The Effect of Bismuth on Technological and Material Characteristics of Low-Alloyed Automotive Steels with a Good Machinability

Abstract

The aim of this work is to compare the technological and material properties of CMnCr steels without bismuth, with 0.08 wt. % Bi and 0.12 wt. % Bi. Experimental heats showed that the most advantageous alloying of Bi into the heat was in the ladle, with an efficiency of about 20%. The optimal temperature range for forming steel was found to be 1160–1050 °C. With increasing Bi content, the formability of steels and plastic properties decreased, while the yield stress and tensile strength increased. Manganese sulfides, aluminum oxides, or oxysulfides, which were segregated both individually and in clusters, were found in the matrix of all tested steels. In steels with Bi, the Bi particles segregate the separately in the form of globules, either as envelopes of elongated MnS or Al2O3 particles segregated in rows. Sulfur dot-shaped segregations in the steel with 0.12 wt. % of Bi and the steel without Bi were essentially uniform over the whole area.

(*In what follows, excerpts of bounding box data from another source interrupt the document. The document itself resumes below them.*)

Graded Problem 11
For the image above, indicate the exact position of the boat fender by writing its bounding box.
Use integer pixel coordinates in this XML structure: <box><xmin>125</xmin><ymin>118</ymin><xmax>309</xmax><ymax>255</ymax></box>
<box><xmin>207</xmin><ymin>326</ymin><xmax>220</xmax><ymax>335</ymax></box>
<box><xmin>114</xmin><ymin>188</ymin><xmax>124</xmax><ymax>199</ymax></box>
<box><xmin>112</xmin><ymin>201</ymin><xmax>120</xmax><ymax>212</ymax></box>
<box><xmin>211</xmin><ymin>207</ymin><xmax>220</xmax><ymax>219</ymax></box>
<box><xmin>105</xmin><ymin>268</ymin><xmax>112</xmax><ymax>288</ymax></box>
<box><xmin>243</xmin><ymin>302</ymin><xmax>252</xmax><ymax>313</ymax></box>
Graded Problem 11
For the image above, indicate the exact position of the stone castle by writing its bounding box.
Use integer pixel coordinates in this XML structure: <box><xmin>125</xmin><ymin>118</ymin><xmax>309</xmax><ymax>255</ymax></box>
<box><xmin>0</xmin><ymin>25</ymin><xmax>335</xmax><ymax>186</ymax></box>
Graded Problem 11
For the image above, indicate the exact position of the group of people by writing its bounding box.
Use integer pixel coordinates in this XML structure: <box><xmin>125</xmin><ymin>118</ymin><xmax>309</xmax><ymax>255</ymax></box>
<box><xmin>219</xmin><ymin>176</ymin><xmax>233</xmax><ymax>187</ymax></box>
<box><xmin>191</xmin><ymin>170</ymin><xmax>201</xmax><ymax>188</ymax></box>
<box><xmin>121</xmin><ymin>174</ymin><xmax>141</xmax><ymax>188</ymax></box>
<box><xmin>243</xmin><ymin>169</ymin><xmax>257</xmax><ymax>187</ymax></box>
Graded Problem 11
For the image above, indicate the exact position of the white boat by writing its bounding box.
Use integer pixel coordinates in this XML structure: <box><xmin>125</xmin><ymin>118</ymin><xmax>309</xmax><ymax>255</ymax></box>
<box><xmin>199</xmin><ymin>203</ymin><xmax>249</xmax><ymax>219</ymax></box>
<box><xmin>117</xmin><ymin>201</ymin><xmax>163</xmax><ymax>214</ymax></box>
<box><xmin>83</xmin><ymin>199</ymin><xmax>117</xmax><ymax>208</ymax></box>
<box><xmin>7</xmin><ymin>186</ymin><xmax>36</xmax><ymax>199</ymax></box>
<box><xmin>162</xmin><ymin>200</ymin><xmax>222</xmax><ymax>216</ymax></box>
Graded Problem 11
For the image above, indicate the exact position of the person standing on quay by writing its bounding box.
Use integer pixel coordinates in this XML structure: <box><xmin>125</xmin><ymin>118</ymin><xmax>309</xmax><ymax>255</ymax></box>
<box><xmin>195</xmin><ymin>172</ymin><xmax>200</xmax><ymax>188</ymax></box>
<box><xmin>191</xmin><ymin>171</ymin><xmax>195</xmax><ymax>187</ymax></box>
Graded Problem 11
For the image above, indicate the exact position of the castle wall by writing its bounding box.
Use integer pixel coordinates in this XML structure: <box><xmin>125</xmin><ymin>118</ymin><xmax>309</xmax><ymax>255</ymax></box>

For the steel with 0.08 wt. % of Bi, both dot-like and ray-ordered sulfur segregations were observed. The microstructure of all tested steels was ferritic–pearlitic with islands of bainite. Towards the center of the forged bars, variable shape and size of bainite blocks were observed. Machinability tests evaluated by the extend of tool wear showed that the most advantageous was CMnCr steel alloyed with 0.08 wt. % Bi.